The group of senior officers, many of whom were elemental in bringing Mr. Taya to power more than two decades ago, said his ruthless treatment of Islamist leaders and other political opposition threatened to destabilize the soon-to-be oil-rich nation of 3 million.



The new head of state, Col. Ely Ould Mohamed Vall, has pledged that democratic elections will be held within two years and that no military officers would be eligible to run.

Opposition groups have already met with the new government and 21 political prisoners were freed last week, giving hope to citizens that democracy may be on the horizon.

Mr. Taya, now exiled in Gambia, had been enlisted as a key partner in the newly upgraded seven-year, $500 million Trans-Saharan Counter Terrorism Initiative (TSCTI).

In June, U.S. military personnel began training and border-control exercises with troops from Mauritania and eight other Saharan countries where vast and lawless swaths of desert are believed to be a potential haven for terrorists.

Mauritanian requests for a significant share of U.S. funding were given a boost when 15 soldiers were killed during a June 4 raid on a remote army outpost.

The Salafist Group for Preaching and Combat (GSPC), an Algeria-based terror group with links to al Qaeda, took responsibility for the attack. The GSPC also has been implicated in a spate of recent attacks in Algeria and the kidnapping of 32 European tourists two years ago.

But many analysts have long insisted that pariah regimes like Mr. Taya’s exploited U.S. fears to gain military handouts.

“For Mauritania, the Islamists have become a useful alibi to request support from the West,” said a recent report by the International Crisis Group, an influential Brussels-based think tank.
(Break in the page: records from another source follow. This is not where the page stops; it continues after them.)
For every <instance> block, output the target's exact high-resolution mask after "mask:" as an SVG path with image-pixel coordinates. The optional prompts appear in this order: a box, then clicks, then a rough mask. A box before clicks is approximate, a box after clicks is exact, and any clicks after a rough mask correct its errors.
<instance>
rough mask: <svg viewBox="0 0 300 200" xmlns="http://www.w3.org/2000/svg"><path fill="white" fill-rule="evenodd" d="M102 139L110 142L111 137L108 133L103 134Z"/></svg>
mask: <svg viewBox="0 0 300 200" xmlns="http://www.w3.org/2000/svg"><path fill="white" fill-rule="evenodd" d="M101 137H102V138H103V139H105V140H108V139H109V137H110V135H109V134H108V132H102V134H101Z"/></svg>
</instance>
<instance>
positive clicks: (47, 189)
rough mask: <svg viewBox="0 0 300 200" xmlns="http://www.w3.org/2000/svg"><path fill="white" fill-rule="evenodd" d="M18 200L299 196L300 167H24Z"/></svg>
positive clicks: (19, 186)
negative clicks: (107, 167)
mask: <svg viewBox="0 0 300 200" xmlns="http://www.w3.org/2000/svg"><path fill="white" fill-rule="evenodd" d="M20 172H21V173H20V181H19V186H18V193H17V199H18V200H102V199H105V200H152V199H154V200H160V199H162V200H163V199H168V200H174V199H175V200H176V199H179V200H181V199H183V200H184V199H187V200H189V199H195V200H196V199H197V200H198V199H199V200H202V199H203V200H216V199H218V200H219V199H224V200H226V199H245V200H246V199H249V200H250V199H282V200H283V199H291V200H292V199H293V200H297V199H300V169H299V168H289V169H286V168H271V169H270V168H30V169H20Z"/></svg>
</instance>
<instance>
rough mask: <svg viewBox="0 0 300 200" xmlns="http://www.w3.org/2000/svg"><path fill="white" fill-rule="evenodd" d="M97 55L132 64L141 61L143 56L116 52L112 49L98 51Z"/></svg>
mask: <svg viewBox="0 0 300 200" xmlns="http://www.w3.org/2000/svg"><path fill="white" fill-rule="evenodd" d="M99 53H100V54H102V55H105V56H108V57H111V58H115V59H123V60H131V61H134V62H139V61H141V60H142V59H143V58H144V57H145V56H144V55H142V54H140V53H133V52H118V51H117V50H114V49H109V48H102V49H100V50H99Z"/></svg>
Jeremy Keenan, a British expert on the Sahara, believes Mauritania is not alone. He told the British Broadcasting Corp. that the timing of the Mauritanian border attack, which occurred the day after the first phase of the TSCTI began, was “too great a coincidence.”

Mr. Keenan called the GSPC a “pseudonym for the Algerian Security Services.”

Analysts have further argued that if the U.S. continues to be perceived as reinforcing authoritarian regimes, anti-terror efforts could backfire and prompt moderate Saharans to sympathize with Islamic radicals.